What of the temple spring? Apparently it’s supposed to heal, as the Island itself does, though that power went missing as the water turned cloudy. Sayid, instead of being revived, apparently died. But that was likely always Jacob’s plan. I bet that Jacob now has a new agent or vessel in Sayid, given the unfamiliar voice with which Sayid asked, “What happened?”
But with word that Jacob is dead, the Others at the Temple prepare for battle with “him.” Their flare alerts Alpert, who’s sadly pummeled by Unlocke/Man In Black, and I guess the battle is on.
Notes and Notions:
- I guess we had to get “closure” with Juliet, but having to basically see her die twice was wrenching. Josh Holloway, hands down, gave the performance of the evening.
- From beyond the grave, Juliet says, “It worked.” So can she see the other timeline? Is it even, really, another timeline? After all, in Los Angeles, it’s 2004. On the island, it’s 2007 or so. Maybe the writers can somehow connect the two into one single timeline? Does that even make sense?
- The Man in Black’s tribute to the late John Locke was a bittersweet one. He spoke the truth about our sad, defeated friend, and our would-be hero. But perhaps not surprisingly, Terry O’Quinn’s “menacing” look is incredibly effective, and I’ll gladly let John Locke go in favor of seeing what the actor does with a whole new soul.
- The Man in Black wants to get off the island, and go “home.” I guess it’s fair to ask where or what “home” is, but I think the real story is why he (and likely Jacob) are trapped on the island. His reference to Alpert’s chains, meanwhile, hint strongly at the suspected link between Alpert and the Black Rock.
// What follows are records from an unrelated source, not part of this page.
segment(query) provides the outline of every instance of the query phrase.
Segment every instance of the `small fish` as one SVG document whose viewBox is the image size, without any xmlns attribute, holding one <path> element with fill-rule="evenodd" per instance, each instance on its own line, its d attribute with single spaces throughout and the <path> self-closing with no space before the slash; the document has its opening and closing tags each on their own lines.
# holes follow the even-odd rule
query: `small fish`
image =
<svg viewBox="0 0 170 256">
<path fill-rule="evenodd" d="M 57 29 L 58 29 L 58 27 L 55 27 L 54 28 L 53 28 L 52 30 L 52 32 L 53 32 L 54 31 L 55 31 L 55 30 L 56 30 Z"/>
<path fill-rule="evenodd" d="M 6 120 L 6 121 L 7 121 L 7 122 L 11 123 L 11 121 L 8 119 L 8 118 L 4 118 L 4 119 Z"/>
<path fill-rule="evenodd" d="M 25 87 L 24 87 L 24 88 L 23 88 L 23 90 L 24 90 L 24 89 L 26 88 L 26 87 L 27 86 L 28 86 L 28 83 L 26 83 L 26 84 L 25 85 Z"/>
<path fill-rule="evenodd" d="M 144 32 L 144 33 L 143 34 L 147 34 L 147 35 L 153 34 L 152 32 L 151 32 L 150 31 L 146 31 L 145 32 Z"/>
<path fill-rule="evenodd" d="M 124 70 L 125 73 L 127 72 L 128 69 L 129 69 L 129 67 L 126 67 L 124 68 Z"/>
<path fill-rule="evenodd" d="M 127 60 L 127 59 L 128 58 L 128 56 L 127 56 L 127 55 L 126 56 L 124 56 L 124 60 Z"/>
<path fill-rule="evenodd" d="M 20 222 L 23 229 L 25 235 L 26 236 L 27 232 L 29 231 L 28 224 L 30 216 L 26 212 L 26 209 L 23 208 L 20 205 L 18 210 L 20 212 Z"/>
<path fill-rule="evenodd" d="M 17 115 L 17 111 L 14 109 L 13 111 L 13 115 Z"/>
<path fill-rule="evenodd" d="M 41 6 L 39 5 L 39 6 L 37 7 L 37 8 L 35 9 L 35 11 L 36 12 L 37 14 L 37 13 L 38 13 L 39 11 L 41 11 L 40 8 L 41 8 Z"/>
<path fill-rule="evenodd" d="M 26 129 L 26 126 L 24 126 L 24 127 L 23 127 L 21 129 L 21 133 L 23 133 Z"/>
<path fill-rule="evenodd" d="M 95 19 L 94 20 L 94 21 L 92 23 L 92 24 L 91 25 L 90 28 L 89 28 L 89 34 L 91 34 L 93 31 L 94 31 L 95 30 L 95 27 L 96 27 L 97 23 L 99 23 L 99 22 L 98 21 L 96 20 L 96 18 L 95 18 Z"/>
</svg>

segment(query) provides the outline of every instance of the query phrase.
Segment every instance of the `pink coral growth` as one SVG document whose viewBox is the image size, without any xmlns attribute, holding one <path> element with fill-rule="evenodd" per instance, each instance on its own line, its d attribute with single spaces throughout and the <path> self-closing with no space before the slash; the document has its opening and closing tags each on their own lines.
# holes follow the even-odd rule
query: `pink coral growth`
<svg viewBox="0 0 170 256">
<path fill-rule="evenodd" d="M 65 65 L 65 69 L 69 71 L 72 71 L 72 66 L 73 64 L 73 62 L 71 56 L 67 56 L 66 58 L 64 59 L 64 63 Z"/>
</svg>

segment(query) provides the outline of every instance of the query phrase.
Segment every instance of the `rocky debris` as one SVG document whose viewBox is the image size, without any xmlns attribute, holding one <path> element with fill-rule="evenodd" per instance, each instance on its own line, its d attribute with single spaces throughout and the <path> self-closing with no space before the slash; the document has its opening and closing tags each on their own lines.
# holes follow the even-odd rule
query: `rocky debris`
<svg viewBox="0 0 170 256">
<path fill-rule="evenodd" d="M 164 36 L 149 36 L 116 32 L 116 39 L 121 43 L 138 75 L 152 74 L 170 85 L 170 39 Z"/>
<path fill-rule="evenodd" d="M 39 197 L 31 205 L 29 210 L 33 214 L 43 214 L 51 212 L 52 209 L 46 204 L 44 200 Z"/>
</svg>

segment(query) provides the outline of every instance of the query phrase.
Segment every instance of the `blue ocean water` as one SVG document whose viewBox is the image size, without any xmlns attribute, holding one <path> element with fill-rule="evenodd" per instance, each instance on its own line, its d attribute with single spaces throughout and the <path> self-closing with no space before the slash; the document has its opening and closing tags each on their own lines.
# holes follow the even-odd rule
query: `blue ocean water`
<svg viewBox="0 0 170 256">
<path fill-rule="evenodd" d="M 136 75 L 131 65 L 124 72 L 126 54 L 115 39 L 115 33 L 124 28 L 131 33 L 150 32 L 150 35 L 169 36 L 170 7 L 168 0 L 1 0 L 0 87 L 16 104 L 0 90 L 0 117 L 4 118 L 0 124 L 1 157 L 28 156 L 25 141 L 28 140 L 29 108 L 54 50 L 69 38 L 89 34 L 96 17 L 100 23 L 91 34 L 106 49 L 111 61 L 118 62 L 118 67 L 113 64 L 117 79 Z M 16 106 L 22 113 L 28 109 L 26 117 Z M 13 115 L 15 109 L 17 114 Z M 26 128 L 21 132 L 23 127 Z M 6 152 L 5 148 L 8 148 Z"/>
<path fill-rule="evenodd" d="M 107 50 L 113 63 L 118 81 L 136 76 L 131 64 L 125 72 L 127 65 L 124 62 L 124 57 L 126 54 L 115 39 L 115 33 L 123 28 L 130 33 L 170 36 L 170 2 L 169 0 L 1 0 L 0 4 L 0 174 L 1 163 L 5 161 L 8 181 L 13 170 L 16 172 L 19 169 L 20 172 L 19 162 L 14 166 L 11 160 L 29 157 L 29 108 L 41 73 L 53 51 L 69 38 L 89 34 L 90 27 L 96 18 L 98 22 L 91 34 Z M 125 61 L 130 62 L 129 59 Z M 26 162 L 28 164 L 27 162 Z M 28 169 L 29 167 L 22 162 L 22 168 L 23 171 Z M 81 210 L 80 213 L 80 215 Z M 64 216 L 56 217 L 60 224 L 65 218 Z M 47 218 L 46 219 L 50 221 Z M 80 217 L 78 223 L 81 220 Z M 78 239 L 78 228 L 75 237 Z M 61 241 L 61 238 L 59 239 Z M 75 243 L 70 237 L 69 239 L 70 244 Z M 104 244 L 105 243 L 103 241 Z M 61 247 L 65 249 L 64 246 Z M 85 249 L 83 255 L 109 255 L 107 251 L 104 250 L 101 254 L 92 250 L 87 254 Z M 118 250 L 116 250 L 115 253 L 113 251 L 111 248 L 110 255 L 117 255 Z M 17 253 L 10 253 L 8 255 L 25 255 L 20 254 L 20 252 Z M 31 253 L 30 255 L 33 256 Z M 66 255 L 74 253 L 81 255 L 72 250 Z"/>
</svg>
- Hurley can see Jacob, but Jin can’t, though Jacob touched them both. Therefore, Hurley is special, and seeing the dead is simply his thing. Indeed, he seems almost too suddenly fine with it, barely reacting when Jacob tells him he died three hours prior, and talking warmly to the recently deceased Sayid. Miles, too, got to let his freak flag fly, and this time his communion with the dead came with a great deal of dramatic flourish. Sometimes, I can’t believe this is the same show we were watching in Season 1.
- Great lighter moments. Hurley saying he knows how to use a gun, or arguing about trademarking the word “Outback.” Locke telling Boone he’s not pulling his leg, and Boone telling Locke he’d follow him to stay safe on a plane. And, of course, a Sawyer nickname: Earhart.
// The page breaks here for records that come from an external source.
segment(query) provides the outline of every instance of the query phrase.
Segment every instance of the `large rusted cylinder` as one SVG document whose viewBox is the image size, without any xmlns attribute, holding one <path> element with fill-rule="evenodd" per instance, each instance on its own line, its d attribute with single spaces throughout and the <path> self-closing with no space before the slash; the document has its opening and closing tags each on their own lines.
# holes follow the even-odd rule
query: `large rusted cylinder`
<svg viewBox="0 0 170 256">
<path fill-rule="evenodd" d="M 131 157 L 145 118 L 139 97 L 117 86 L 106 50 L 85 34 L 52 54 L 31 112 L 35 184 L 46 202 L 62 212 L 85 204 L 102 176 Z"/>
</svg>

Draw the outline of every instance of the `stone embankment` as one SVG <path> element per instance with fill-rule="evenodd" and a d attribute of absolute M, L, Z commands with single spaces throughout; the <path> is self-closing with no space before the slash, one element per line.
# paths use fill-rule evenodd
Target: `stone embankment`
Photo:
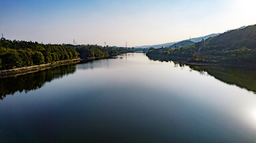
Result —
<path fill-rule="evenodd" d="M 17 76 L 53 68 L 56 66 L 75 63 L 80 62 L 80 58 L 56 62 L 51 63 L 14 69 L 0 70 L 0 78 Z"/>

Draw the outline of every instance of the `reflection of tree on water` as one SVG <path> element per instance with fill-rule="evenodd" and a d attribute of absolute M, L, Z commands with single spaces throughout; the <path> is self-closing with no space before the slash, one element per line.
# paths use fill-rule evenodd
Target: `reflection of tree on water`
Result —
<path fill-rule="evenodd" d="M 256 70 L 232 67 L 191 66 L 191 68 L 200 73 L 207 72 L 215 78 L 230 85 L 256 92 Z"/>
<path fill-rule="evenodd" d="M 172 61 L 174 63 L 175 67 L 184 67 L 185 66 L 183 64 L 183 61 L 179 60 L 159 57 L 150 57 L 149 58 L 150 60 L 162 62 Z M 191 70 L 198 71 L 202 75 L 209 75 L 228 84 L 235 85 L 256 92 L 256 70 L 255 69 L 202 66 L 191 66 L 190 67 Z"/>
<path fill-rule="evenodd" d="M 27 75 L 0 79 L 0 99 L 6 95 L 13 95 L 16 91 L 27 93 L 42 87 L 46 82 L 61 78 L 75 71 L 74 65 L 56 67 Z"/>
<path fill-rule="evenodd" d="M 149 59 L 150 60 L 152 60 L 154 61 L 159 61 L 161 62 L 173 62 L 174 63 L 174 67 L 175 68 L 181 67 L 181 70 L 183 70 L 185 67 L 185 64 L 183 63 L 184 61 L 184 60 L 174 60 L 173 58 L 163 58 L 157 56 L 150 56 L 149 57 Z"/>

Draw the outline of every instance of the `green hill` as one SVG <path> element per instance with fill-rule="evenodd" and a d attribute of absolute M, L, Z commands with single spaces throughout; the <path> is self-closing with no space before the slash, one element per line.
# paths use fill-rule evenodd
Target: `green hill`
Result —
<path fill-rule="evenodd" d="M 171 46 L 167 47 L 167 48 L 181 48 L 183 46 L 187 46 L 189 45 L 192 45 L 195 43 L 194 42 L 191 41 L 189 40 L 185 40 L 180 42 L 174 44 Z"/>
<path fill-rule="evenodd" d="M 151 48 L 147 55 L 159 54 L 190 58 L 191 61 L 256 65 L 256 25 L 231 30 L 180 48 L 157 51 Z"/>

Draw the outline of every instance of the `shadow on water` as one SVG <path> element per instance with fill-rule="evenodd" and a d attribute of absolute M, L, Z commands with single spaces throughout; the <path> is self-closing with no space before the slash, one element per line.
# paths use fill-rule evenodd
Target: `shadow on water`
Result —
<path fill-rule="evenodd" d="M 75 64 L 69 64 L 28 75 L 0 79 L 0 99 L 17 91 L 26 93 L 42 87 L 47 82 L 62 78 L 75 72 Z"/>
<path fill-rule="evenodd" d="M 161 62 L 172 61 L 175 67 L 182 68 L 186 66 L 183 63 L 185 60 L 183 59 L 151 56 L 149 58 Z M 256 93 L 256 69 L 223 66 L 190 66 L 189 67 L 202 75 L 208 74 L 226 83 Z"/>

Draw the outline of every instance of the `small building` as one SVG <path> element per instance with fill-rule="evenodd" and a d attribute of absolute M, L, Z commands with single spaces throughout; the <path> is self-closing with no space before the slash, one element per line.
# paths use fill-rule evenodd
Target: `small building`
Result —
<path fill-rule="evenodd" d="M 223 48 L 221 49 L 221 52 L 228 52 L 228 49 L 229 49 L 230 48 Z"/>

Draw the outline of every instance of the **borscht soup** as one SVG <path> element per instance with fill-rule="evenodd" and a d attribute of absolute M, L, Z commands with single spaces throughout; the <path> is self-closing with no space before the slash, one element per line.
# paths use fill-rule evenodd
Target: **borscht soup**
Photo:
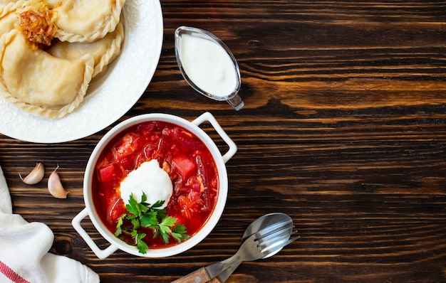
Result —
<path fill-rule="evenodd" d="M 91 192 L 107 229 L 145 253 L 187 240 L 204 225 L 217 203 L 219 176 L 197 136 L 172 123 L 149 121 L 105 146 Z"/>

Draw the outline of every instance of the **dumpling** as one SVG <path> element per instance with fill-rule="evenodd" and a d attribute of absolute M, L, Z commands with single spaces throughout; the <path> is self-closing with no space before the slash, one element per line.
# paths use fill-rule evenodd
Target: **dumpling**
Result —
<path fill-rule="evenodd" d="M 95 69 L 93 77 L 95 77 L 111 63 L 120 53 L 121 44 L 124 40 L 124 28 L 121 23 L 116 26 L 115 31 L 92 43 L 69 43 L 58 41 L 46 51 L 53 56 L 75 59 L 84 54 L 90 54 L 95 60 Z"/>
<path fill-rule="evenodd" d="M 0 37 L 0 95 L 31 114 L 63 117 L 83 100 L 93 64 L 88 54 L 68 60 L 32 50 L 14 29 Z"/>
<path fill-rule="evenodd" d="M 16 11 L 22 7 L 26 0 L 0 0 L 0 36 L 9 33 L 19 20 Z"/>
<path fill-rule="evenodd" d="M 92 42 L 113 31 L 125 0 L 49 0 L 61 41 Z"/>

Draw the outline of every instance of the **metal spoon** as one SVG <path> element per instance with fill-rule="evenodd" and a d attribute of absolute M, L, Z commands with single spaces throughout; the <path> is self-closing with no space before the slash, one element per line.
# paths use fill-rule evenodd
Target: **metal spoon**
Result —
<path fill-rule="evenodd" d="M 214 282 L 224 282 L 227 278 L 217 277 L 222 271 L 231 269 L 229 275 L 244 261 L 253 261 L 267 257 L 277 253 L 285 245 L 299 238 L 299 236 L 290 239 L 292 231 L 292 221 L 280 220 L 272 223 L 264 229 L 249 236 L 234 255 L 222 262 L 206 267 L 202 267 L 174 282 L 204 282 L 212 279 Z M 217 280 L 217 281 L 215 281 Z"/>
<path fill-rule="evenodd" d="M 255 234 L 258 231 L 264 231 L 266 229 L 271 229 L 271 225 L 276 225 L 277 223 L 289 223 L 289 235 L 293 233 L 293 228 L 294 225 L 293 225 L 293 220 L 288 215 L 282 213 L 273 213 L 269 214 L 266 214 L 263 216 L 259 217 L 252 222 L 249 226 L 244 230 L 243 233 L 243 236 L 242 237 L 242 242 L 244 242 L 248 237 L 251 235 Z M 297 237 L 299 238 L 299 236 Z M 271 250 L 271 252 L 266 255 L 263 258 L 266 258 L 271 257 L 276 255 L 277 252 L 280 252 L 280 250 L 284 246 L 281 246 L 275 249 L 275 250 Z M 226 262 L 229 259 L 225 260 L 222 262 Z M 224 283 L 229 278 L 229 276 L 235 271 L 235 269 L 239 267 L 239 264 L 237 264 L 237 262 L 234 262 L 228 268 L 226 269 L 224 272 L 220 273 L 217 277 L 214 279 L 208 281 L 209 283 L 217 283 L 222 282 Z"/>

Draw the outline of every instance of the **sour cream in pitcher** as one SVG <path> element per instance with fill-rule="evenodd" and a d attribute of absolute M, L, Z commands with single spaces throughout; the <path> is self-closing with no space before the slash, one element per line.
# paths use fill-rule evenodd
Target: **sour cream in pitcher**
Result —
<path fill-rule="evenodd" d="M 184 34 L 179 54 L 189 78 L 203 91 L 227 97 L 237 85 L 231 57 L 223 47 L 206 38 Z"/>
- Richard said, “Asking me what’s in the shadow of the damn statue doesn’t mean you’re in charge.” He flippantly referred to a line that, up until now, was infused with significance and weight. Kind of like, “Live together, die alone.”
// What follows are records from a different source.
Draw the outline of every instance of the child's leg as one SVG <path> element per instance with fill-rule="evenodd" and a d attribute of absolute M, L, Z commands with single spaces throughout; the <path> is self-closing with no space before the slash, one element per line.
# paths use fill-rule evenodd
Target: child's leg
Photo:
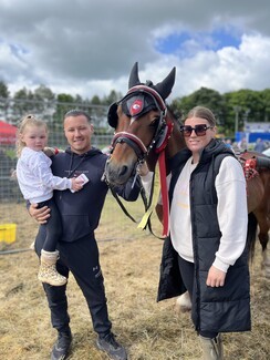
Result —
<path fill-rule="evenodd" d="M 56 261 L 59 258 L 59 251 L 56 250 L 56 244 L 62 235 L 61 218 L 56 205 L 53 199 L 39 204 L 39 207 L 49 206 L 51 209 L 51 216 L 45 225 L 46 238 L 41 250 L 40 257 L 40 270 L 38 278 L 42 282 L 46 282 L 53 286 L 61 286 L 66 284 L 66 278 L 58 272 Z"/>
<path fill-rule="evenodd" d="M 46 227 L 46 238 L 43 245 L 45 251 L 54 251 L 56 249 L 56 244 L 62 236 L 62 222 L 56 204 L 53 198 L 50 198 L 42 204 L 39 204 L 39 207 L 48 206 L 50 212 L 50 218 L 48 219 Z"/>
<path fill-rule="evenodd" d="M 40 269 L 38 279 L 42 282 L 50 284 L 52 286 L 61 286 L 66 284 L 66 278 L 58 272 L 56 261 L 59 258 L 59 251 L 45 251 L 41 250 L 40 256 Z"/>

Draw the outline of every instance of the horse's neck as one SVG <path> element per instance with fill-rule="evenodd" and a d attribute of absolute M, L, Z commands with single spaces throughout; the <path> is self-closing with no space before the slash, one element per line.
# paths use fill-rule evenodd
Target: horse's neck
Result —
<path fill-rule="evenodd" d="M 185 148 L 186 144 L 183 138 L 183 135 L 179 131 L 178 124 L 174 122 L 174 128 L 168 140 L 167 146 L 165 147 L 165 157 L 166 157 L 166 168 L 169 173 L 168 160 L 176 155 L 180 150 Z M 147 166 L 150 172 L 155 171 L 156 163 L 158 161 L 158 154 L 155 153 L 155 150 L 152 151 L 147 156 Z"/>

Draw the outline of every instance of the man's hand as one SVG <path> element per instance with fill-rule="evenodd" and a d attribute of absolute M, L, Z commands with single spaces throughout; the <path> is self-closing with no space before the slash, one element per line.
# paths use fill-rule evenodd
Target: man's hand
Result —
<path fill-rule="evenodd" d="M 38 204 L 31 204 L 29 207 L 29 214 L 39 223 L 46 224 L 50 215 L 50 207 L 43 206 L 41 208 L 37 208 Z"/>
<path fill-rule="evenodd" d="M 226 272 L 224 272 L 224 271 L 217 269 L 216 267 L 211 266 L 209 271 L 208 271 L 206 285 L 211 286 L 212 288 L 224 286 L 225 278 L 226 278 Z"/>

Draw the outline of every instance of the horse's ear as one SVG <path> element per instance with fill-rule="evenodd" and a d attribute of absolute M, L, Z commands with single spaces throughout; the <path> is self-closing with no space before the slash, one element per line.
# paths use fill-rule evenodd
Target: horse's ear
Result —
<path fill-rule="evenodd" d="M 132 68 L 129 81 L 128 81 L 128 89 L 139 85 L 141 81 L 138 79 L 138 63 L 135 62 L 135 64 Z"/>
<path fill-rule="evenodd" d="M 174 66 L 170 70 L 170 73 L 165 78 L 162 82 L 153 86 L 158 94 L 163 97 L 163 100 L 167 99 L 168 95 L 172 92 L 172 89 L 175 84 L 175 74 L 176 74 L 176 68 Z"/>

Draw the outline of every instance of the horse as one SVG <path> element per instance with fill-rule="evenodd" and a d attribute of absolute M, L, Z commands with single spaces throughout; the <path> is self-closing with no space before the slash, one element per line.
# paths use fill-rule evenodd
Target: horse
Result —
<path fill-rule="evenodd" d="M 165 155 L 166 174 L 169 173 L 168 160 L 186 147 L 180 133 L 179 122 L 166 104 L 166 99 L 175 83 L 176 69 L 156 85 L 152 81 L 142 83 L 138 64 L 135 63 L 128 80 L 126 95 L 113 103 L 107 113 L 108 124 L 115 128 L 112 153 L 107 160 L 104 176 L 108 184 L 126 183 L 134 169 L 144 161 L 150 171 L 157 160 Z M 248 243 L 255 248 L 259 226 L 259 240 L 262 248 L 266 276 L 270 277 L 270 259 L 267 245 L 270 228 L 270 160 L 260 153 L 239 154 L 247 178 L 247 200 L 249 213 Z M 160 208 L 156 208 L 162 219 Z"/>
- Fun with pointy things! Jack was again looking for a pen to save someone’s life. And how great is it that a character named Bram dies via a stake through his heart?
- Book: “Fear and Trembling” by Soren Kierkegaard, a retelling of the biblical story of Abraham sacrificing Isaac.
- Locations: The Temple interior is on the Hawaii Film Studio sound stage, but the impressive exterior is in Manoa Valley. The plane interior, and the collapsed hatch tunnel, was also on the studio lot. The Swan site is in the jungles of Heeia Kea in Kaneohe, and the foot of the four toed statue was Makua Beach. LAX is, of course, Honolulu International Airport.